1987-89 Chevrolet Celebrity. I was very surprised to find this well-used old car in a very tony Zionsville neighborhood.
1988 Oldsmobile Cutlass Ciera. Olds made Cutlass Cieras with composite headlamps and the original six-window greenhouse for just one year: 1988. Spotted in downtown Fishers.
1989-95 Plymouth Acclaim. These changed so little across their run that it’s very hard to know which model year this one is. I always think of these as the perfect car for people who don’t like cars. My friend Elsa owned one twenty years ago when I first met her. She doesn’t care at all about cars. She’s owned two Accords since, and still says her Acclaim was her favorite car. Spotted in downtown Fishers.
199x BMW 3-series. It’s hard to believe that BMW made these for so many years. To me, this is the ultimate 3-series body. I found this on the same day and in the same place as the 1977 Corvette. You can see the Vette’s hood through the BMW’s greenhouse.
1992-95 Pontiac Bonneville SE. Hard to believe these now qualify as old. Spotted at the Fishers Super Target.
1993-94 Ford Explorer Limited. Hard to believe given how many of these Ford made, but these early Explorers are quite rare today. Perhaps the Obama-era Cash for Clunkers program did a lot of them in. I found this one at the 38th St. Meijer (big-box store similar to Walmart) in Indianapolis.
1993-95 Chrysler LeBaron GTC. The LeBaron was once a high-end Chrysler. This compact convertible had nothing to do with the model’s history and should have been named something else. Another find in the Nickel Plate parking lot.

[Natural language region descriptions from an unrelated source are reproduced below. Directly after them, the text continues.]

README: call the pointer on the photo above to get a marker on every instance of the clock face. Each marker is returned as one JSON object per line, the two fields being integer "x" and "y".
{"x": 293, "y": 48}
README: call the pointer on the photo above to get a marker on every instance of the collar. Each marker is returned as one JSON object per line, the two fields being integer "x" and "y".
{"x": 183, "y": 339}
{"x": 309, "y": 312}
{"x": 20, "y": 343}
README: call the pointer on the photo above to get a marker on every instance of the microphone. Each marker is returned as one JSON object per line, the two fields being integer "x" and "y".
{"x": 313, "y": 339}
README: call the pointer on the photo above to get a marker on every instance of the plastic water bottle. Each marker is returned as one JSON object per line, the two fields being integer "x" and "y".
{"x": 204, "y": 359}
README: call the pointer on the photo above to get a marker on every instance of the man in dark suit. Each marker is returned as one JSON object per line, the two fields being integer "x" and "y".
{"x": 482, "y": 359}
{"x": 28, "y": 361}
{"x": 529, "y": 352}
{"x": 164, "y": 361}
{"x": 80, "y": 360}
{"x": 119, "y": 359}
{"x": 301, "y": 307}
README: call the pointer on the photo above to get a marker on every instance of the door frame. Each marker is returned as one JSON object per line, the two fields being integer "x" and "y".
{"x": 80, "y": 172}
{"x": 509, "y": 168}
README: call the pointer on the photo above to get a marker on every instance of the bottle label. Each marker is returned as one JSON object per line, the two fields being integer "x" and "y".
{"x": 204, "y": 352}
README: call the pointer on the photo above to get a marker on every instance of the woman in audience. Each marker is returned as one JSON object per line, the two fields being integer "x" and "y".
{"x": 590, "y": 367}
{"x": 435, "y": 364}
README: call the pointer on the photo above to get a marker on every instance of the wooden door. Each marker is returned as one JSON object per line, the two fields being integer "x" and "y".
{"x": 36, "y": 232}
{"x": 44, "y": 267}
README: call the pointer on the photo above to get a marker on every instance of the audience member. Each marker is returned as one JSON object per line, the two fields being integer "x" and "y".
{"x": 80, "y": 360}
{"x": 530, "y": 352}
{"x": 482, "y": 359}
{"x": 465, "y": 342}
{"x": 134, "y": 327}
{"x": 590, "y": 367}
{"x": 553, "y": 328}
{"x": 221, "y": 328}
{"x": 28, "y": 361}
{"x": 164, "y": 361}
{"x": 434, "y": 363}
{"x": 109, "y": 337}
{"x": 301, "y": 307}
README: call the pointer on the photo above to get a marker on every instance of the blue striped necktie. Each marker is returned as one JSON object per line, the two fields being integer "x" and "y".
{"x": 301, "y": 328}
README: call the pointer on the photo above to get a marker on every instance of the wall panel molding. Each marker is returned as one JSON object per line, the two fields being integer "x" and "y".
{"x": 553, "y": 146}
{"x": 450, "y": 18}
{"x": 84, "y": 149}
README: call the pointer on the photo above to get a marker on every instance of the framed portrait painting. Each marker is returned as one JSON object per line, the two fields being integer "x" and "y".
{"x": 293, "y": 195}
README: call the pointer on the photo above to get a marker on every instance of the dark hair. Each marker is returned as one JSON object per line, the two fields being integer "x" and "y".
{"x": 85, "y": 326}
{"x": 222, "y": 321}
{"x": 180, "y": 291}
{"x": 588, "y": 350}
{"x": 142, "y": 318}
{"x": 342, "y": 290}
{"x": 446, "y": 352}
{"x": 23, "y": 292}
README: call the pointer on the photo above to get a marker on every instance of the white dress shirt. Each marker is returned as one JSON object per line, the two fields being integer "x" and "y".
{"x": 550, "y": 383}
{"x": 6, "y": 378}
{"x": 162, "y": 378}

1994-99 Dodge/Plymouth Neon. I suppose this Neon could be newer than 20 years old, but it’s hard to tell just by looking at it, as Chrysler didn’t change these much over their manufacturing run. Someone sure slathered on the aftermarket trim bits, though. Spotted in the parking lot of my previous employer.
1995-96 Chevrolet Camaro Z28. Spotted at an Indianapolis Dairy Queen, this Camaro was in mighty fine shape considering how badly these were flogged by their teenaged second, third, and fourth owners.
1995-97 Ford Contour. Another once-common car that’s mighty thin on the ground today, this early Contour was waiting for its owner at the 38th Street Indianapolis Meijer.
There! A whopping 23 cars this year. That’s almost one every two weeks! A remarkable harvest for here in Rustopia.